Added a few features & Quantized Flux Kontext in FP4 #6

faruknane · 2025-09-21T19:45:46Z

Hi,

I have worked on improving replace function and added layer analytics to FP-Quant. I encountered a bug which I have fixed. I also demonstrated how to quickly quantize Flux Kontext model on the fly. Please take a look at the codes below. I'm willing to integrate the parts you confirm.

Bug Fix:

linear_fns.py: I changed alpha from float to Tensor since Qutlass expects a tensor as the alpha parameter.

@torch.library.custom_op("fp_quant::matmul_mxf4_bf16_tn_op", mutates_args=())
def matmul_mxf4_bf16_tn_op(
    x: torch.Tensor, w: torch.Tensor, xs: torch.Tensor, ws: torch.Tensor, alpha: torch.Tensor
) -> torch.Tensor:
    return matmul_mxf4_bf16_tn(
        x, w, to_blocked(xs), to_blocked(ws).view(torch.float8_e8m0fnu), alpha
    )

.
.
.
       # Quantize input
        x_flat_q, x_flat_scales, x_flat_mask = forward_quantize(
            x_flat, forward_hadamard_matrix, dtype, forward_method
        )

        y = forward_gemm(x_flat_q, weight_q, x_flat_scales, weight_scales, torch.tensor([1.0 / 9.0], device=x.device))

        y = y.unflatten(dim=0, sizes=x.shape[:-1])
        if bias is not None:
            y += bias
.
.
.

Replace

replace.py: It now is a dynamic function which can take a model on cuda and quantize it in fp4. Handles copying & quantizing & deleting weights.

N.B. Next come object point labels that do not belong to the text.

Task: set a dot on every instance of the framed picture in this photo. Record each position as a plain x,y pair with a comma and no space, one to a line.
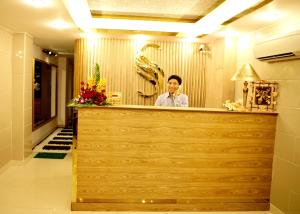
264,95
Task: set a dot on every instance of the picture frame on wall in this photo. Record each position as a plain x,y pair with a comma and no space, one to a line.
264,95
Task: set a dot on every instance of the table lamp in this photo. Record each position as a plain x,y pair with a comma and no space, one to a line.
246,73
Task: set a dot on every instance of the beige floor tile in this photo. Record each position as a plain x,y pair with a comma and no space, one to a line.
43,186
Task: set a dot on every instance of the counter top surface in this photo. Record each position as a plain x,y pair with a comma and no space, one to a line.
221,110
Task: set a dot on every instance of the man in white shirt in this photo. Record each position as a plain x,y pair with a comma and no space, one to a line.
173,97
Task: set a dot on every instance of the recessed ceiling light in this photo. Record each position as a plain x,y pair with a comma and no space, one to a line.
39,3
60,24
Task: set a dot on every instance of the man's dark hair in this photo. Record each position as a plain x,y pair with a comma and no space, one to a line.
176,78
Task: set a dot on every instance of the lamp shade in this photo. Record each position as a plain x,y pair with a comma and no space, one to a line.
246,73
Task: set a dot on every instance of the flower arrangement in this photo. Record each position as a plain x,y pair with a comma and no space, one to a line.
92,92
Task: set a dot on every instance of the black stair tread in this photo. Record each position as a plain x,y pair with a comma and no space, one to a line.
60,142
66,130
64,134
51,147
63,138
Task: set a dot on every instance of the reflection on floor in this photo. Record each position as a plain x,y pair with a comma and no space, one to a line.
43,186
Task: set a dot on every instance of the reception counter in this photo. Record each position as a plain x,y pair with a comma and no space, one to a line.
138,158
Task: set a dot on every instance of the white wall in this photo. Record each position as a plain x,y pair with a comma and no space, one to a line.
6,39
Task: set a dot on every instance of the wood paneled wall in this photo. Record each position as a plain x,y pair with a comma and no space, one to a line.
116,57
160,159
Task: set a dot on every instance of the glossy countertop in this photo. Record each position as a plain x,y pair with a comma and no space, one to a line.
193,109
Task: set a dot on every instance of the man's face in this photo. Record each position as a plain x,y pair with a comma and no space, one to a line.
173,85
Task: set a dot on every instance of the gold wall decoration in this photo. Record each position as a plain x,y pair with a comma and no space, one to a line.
149,70
116,57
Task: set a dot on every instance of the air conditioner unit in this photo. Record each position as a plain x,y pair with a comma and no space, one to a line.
278,49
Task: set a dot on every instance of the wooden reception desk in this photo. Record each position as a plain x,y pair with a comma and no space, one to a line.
172,159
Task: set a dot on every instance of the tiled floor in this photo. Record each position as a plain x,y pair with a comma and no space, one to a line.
43,186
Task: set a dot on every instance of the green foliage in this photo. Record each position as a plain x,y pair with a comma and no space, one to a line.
96,76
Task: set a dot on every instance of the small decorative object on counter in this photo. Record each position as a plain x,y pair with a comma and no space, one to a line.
264,95
92,92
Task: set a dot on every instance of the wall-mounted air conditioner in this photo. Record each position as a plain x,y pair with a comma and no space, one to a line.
278,49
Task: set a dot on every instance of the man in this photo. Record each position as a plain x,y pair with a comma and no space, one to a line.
173,97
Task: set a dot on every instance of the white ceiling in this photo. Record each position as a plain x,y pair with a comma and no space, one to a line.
153,8
18,16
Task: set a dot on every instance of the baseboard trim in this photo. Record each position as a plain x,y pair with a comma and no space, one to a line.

It also applies pre_forward method optionally that is required for quantization to take place.

                new = FPQuantLinear(in_features, out_features, config=fp_quant_linear_config, bias=module.bias is not None, device=module.weight.device, dtype=module.weight.dtype, name=current_key_name_str, enable_analytics=enable_analytics)
                with torch.no_grad():
                    if hasattr(new, "load_from_linear"):
                        new.load_from_linear(module)  # hypothetical helper
                    else:
                        # fallback if FPQuantLinear stores real-valued weights
                        if hasattr(new, "weight") and hasattr(module, "weight"):
                            new.weight.copy_(module.weight)
                        if hasattr(new, "bias") and hasattr(module, "bias") and module.bias is not None:
                            new.bias.copy_(module.bias)
                
                    model._modules[name] = new
                    
                    module.weight.to(device='cpu')
                    if module.bias is not None:
                        module.bias.to(device='cpu')

                    has_been_replaced = True

                    # Store the module class in case we need to transpose the weight later
                    model._modules[name].source_cls = type(module)
                    # Force requires grad to False to avoid unexpected errors
                    model._modules[name].requires_grad_(False)

                    # Force delete the tensors here
                    if hasattr(module, "weight") and module.weight is not None:
                        num_of_params += module.weight.numel()
                        del module.weight
                        module._parameters.pop("weight", None)
                        module.register_parameter("weight", None)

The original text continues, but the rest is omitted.